It is particularly important to consider the biocompatibility of material interfaces. For example, implant materials with a surface composition that favours cell growth have a decisive advantage. However there are other cases where biophobic material characteristics might be more suitable. For example, specifically modifying the surface of surgical metals might prevent pathogens from attaching and could also make the cleaning and deactivation of surgical instruments more effective. We investigated the adhesion ability of prions on differently coated surfaces.
Prions, which are considered to be the cause of bovine spongiform encephalopathy (BSE) and the new variant of Creutzfeld-Jacob disease (vCJD) in humans, are known to have a strong ability to adhere to metal surfaces and are very difficult to remove. This makes the effective cleaning and sterilisation of contaminated surgical instruments according to the criteria published by the Robert Koch Institute very time-consuming and costly. Therefore, major efforts are made to prevent the adhesion of prions and other potential pathogens to medical instruments.
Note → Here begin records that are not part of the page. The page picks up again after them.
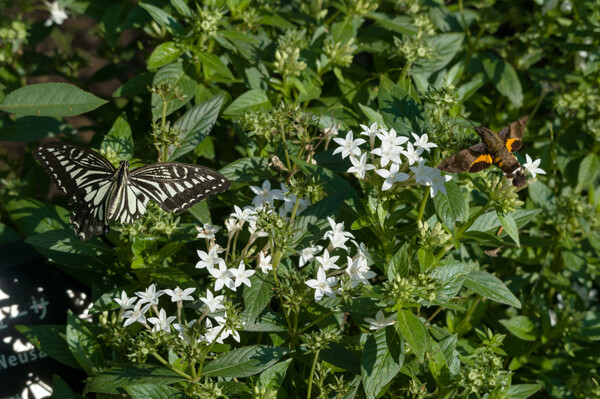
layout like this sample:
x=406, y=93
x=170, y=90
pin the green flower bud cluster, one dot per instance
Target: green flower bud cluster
x=317, y=340
x=340, y=54
x=432, y=238
x=361, y=7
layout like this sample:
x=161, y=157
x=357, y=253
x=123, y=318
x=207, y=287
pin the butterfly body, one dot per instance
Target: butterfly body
x=103, y=193
x=495, y=148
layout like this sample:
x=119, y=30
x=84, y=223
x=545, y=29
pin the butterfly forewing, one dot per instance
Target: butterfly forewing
x=73, y=168
x=177, y=186
x=103, y=192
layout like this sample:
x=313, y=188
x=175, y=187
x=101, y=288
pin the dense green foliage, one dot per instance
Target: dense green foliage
x=488, y=290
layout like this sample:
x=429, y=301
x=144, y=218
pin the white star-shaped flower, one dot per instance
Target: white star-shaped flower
x=209, y=259
x=162, y=322
x=308, y=254
x=380, y=321
x=57, y=13
x=348, y=146
x=337, y=236
x=391, y=176
x=264, y=262
x=437, y=181
x=322, y=285
x=265, y=195
x=327, y=262
x=422, y=142
x=180, y=295
x=532, y=166
x=222, y=277
x=388, y=153
x=360, y=166
x=370, y=131
x=137, y=314
x=213, y=303
x=149, y=296
x=411, y=154
x=391, y=138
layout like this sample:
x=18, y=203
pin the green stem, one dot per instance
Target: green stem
x=312, y=373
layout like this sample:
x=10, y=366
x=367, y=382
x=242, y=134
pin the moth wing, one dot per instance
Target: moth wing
x=464, y=160
x=513, y=134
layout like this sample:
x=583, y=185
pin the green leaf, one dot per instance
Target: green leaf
x=32, y=216
x=312, y=223
x=32, y=128
x=504, y=77
x=257, y=296
x=400, y=111
x=522, y=391
x=113, y=380
x=273, y=377
x=250, y=101
x=489, y=286
x=588, y=170
x=372, y=115
x=399, y=263
x=214, y=67
x=521, y=327
x=195, y=125
x=426, y=259
x=145, y=391
x=119, y=138
x=163, y=19
x=50, y=99
x=510, y=226
x=249, y=169
x=414, y=331
x=382, y=359
x=50, y=339
x=163, y=54
x=83, y=345
x=452, y=208
x=64, y=240
x=175, y=75
x=444, y=47
x=244, y=362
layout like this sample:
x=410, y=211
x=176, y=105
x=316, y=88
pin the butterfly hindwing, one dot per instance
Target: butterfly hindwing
x=177, y=186
x=513, y=134
x=465, y=159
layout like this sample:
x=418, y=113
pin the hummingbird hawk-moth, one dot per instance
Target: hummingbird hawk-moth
x=495, y=148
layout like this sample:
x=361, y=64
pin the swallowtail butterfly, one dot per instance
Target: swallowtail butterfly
x=103, y=192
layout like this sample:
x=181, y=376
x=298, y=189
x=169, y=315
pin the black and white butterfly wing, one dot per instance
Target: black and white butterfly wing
x=176, y=186
x=86, y=177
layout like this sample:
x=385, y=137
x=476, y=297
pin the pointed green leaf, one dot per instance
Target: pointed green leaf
x=163, y=54
x=414, y=331
x=244, y=362
x=250, y=101
x=510, y=226
x=50, y=99
x=382, y=359
x=119, y=138
x=452, y=208
x=489, y=286
x=195, y=125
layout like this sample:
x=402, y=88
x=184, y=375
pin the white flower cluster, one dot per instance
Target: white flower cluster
x=134, y=309
x=389, y=163
x=357, y=267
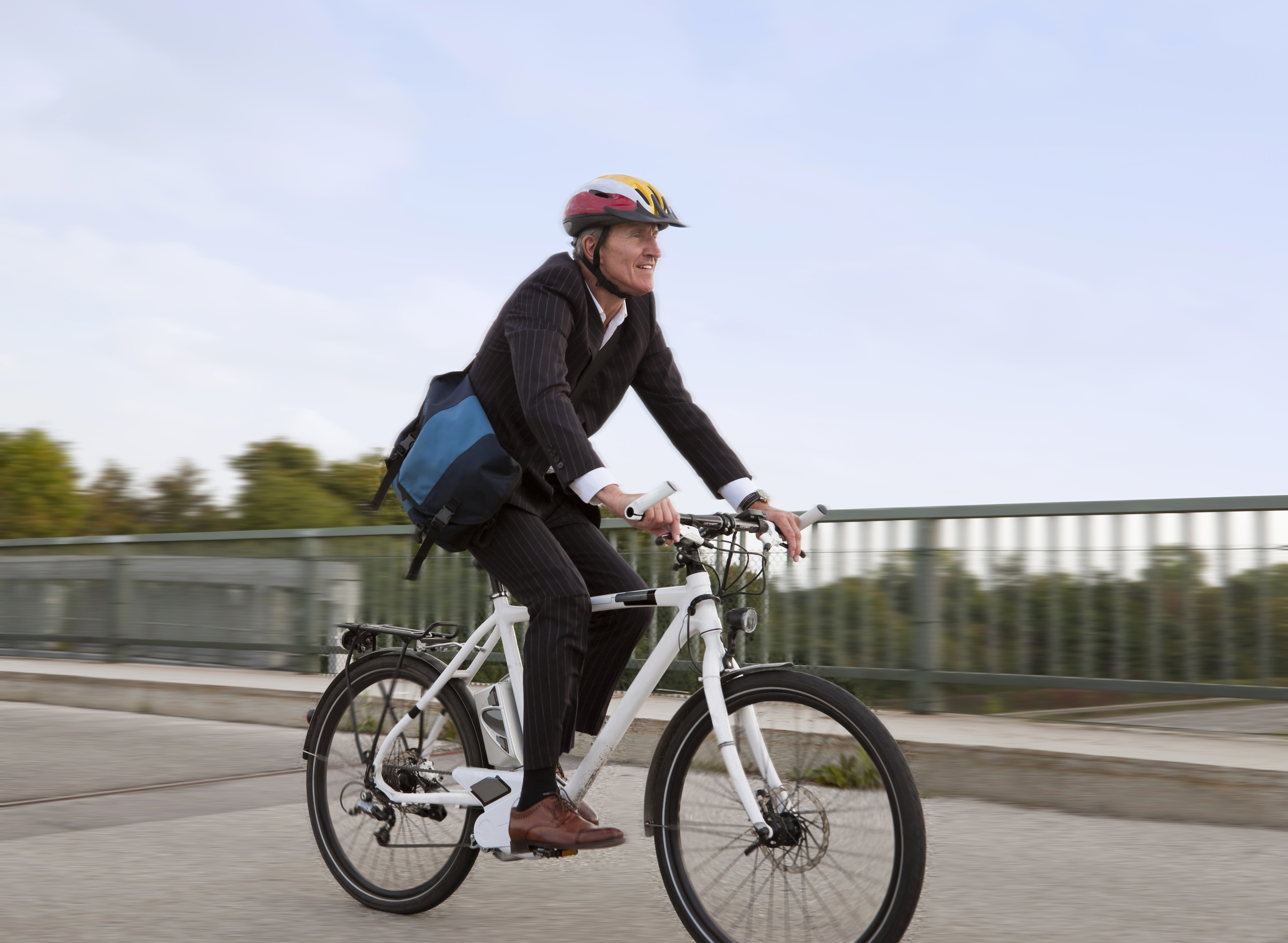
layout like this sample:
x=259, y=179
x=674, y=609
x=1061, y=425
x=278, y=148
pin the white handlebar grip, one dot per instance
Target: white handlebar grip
x=637, y=508
x=813, y=516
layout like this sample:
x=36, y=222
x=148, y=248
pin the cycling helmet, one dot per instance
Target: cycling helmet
x=610, y=200
x=616, y=199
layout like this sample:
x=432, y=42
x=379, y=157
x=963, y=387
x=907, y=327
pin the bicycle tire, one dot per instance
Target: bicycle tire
x=846, y=833
x=399, y=876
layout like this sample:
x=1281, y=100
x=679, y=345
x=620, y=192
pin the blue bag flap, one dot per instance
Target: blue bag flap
x=445, y=437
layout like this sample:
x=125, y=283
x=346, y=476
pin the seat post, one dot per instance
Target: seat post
x=498, y=589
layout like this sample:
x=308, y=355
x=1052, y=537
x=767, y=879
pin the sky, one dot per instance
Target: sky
x=938, y=253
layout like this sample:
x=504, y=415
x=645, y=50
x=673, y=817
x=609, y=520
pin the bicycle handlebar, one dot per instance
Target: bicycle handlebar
x=637, y=508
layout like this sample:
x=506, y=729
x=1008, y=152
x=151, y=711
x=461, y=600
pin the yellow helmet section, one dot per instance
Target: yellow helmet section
x=650, y=194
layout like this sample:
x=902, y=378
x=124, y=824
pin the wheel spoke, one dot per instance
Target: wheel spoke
x=826, y=871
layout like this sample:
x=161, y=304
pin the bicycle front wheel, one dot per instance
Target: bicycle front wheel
x=400, y=858
x=848, y=855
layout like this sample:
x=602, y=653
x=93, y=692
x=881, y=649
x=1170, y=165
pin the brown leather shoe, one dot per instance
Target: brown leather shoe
x=584, y=808
x=554, y=824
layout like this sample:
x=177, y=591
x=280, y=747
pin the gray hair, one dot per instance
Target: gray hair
x=579, y=243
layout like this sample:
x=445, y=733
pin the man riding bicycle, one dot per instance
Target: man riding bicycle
x=545, y=544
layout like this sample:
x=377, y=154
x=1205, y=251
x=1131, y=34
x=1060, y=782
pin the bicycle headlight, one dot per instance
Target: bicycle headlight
x=742, y=620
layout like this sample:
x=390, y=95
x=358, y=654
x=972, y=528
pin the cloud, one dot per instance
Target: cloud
x=153, y=351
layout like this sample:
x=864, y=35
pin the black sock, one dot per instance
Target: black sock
x=538, y=784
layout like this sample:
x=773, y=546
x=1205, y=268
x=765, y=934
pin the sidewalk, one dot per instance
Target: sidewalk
x=1077, y=767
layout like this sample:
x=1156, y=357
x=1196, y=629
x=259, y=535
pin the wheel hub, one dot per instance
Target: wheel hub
x=800, y=830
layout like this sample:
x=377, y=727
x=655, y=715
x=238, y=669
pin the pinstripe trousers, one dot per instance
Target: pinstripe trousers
x=553, y=563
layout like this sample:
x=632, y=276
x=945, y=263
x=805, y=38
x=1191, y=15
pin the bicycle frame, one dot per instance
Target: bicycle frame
x=705, y=622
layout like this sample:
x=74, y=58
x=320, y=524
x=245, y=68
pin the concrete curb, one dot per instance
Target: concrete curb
x=171, y=699
x=1072, y=781
x=1103, y=785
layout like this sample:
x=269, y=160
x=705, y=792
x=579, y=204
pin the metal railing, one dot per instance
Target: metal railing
x=1178, y=597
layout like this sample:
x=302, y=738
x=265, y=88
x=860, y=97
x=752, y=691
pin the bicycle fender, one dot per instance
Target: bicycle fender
x=696, y=703
x=315, y=731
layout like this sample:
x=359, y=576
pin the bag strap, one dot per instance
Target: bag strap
x=428, y=538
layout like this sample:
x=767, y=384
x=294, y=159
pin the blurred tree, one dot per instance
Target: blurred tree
x=356, y=482
x=39, y=494
x=114, y=508
x=285, y=486
x=181, y=506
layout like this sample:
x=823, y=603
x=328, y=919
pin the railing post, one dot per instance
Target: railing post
x=312, y=629
x=927, y=616
x=123, y=601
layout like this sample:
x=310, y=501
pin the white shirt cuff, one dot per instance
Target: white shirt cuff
x=592, y=484
x=736, y=491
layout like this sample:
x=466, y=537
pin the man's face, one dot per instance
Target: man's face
x=629, y=257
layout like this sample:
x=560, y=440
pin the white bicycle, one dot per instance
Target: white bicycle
x=780, y=807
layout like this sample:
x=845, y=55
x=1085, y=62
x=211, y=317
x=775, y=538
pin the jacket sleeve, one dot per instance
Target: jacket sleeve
x=538, y=333
x=659, y=384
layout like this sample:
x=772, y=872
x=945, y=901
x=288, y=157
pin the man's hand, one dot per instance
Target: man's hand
x=787, y=524
x=660, y=520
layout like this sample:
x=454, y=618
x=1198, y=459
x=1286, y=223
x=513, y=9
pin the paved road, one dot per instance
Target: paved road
x=1256, y=718
x=236, y=861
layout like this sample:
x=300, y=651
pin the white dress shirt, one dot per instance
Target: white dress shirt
x=597, y=480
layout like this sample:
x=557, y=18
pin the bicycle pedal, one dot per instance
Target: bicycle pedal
x=507, y=856
x=553, y=852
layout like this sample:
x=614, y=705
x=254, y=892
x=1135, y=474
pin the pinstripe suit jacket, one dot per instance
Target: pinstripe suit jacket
x=534, y=355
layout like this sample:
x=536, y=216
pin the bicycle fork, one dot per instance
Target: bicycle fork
x=713, y=667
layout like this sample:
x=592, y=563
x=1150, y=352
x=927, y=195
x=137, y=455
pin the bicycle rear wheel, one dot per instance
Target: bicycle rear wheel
x=399, y=858
x=848, y=855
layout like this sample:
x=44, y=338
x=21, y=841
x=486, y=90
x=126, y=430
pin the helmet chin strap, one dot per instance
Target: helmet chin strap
x=601, y=280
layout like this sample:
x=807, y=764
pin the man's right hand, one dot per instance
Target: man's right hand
x=661, y=520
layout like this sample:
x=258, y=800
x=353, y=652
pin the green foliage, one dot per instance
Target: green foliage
x=181, y=506
x=39, y=488
x=114, y=508
x=286, y=486
x=851, y=772
x=177, y=504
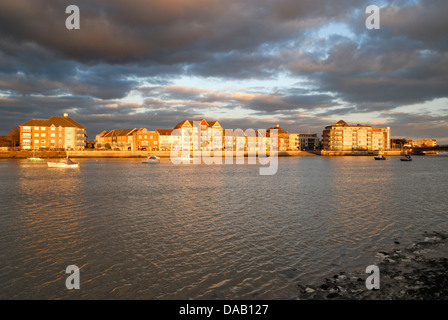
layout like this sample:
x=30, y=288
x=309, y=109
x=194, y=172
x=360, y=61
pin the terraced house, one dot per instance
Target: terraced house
x=344, y=137
x=53, y=133
x=135, y=139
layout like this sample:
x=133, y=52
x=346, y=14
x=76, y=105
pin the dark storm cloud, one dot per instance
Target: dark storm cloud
x=135, y=46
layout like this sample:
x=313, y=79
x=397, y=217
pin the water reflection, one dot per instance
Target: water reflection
x=198, y=231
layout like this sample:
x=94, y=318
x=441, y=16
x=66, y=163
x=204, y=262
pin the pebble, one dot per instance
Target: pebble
x=309, y=290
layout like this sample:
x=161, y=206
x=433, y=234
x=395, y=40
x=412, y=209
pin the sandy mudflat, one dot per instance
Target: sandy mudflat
x=418, y=272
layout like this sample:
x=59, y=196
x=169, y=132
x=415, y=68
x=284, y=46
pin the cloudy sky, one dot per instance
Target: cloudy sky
x=303, y=64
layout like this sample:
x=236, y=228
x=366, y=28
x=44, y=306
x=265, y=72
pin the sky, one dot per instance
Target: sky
x=302, y=64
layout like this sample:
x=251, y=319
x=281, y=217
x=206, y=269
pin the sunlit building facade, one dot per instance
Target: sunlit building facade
x=344, y=137
x=53, y=133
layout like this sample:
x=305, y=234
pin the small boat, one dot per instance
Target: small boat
x=151, y=159
x=186, y=157
x=406, y=158
x=63, y=163
x=34, y=158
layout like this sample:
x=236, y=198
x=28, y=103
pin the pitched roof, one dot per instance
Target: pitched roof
x=280, y=130
x=164, y=132
x=341, y=123
x=64, y=122
x=181, y=124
In a project funded by the German Federal Ministry of Economics (PRO INNO II; project management organisation: AiF, Berlin), the company NTTF (Rheinbreitbach), in cooperation with the ILM, developed novel biocompatible layer structures whose surface morphology considerably reduces the adhesion of pathogens such as prions and which have also been developed to resist aggressive cleaning and disinfection methods. As part of the same project, ILM researchers developed a detection system that enables the optical detection of adhering prion protein (PrP) by using specific antibodies in combination with novel fluorescence markers (Qdots). The system was used to investigate whether the surface coatings used effectively protected the surface of medical instruments against the adhesion of prions, hence preventing the iatrogenic transmission of infectious particles. Under the fluorescence microscope, the PrP-contaminated areas revealed an extensive red fluorescence (Figure, left). The project also led to the identification of coatings with the sought-after repellent effect. At the material's interface, these coatings revealed a strongly reduced prion-Qdot fluorescence on the coated side (Figure, right) which was caused by a reduced amount of PrP. The next steps will focus on the stability of these surface coatings.
Further investigations on the bioactivity and compatibility of surface modifications will soon complement previous findings in this field of research. Cell growth experiments will be undertaken to improve the biocompatibility of surface-modified implant materials, which is a crucial aspect of the permanent transplantation of an implant in the human body.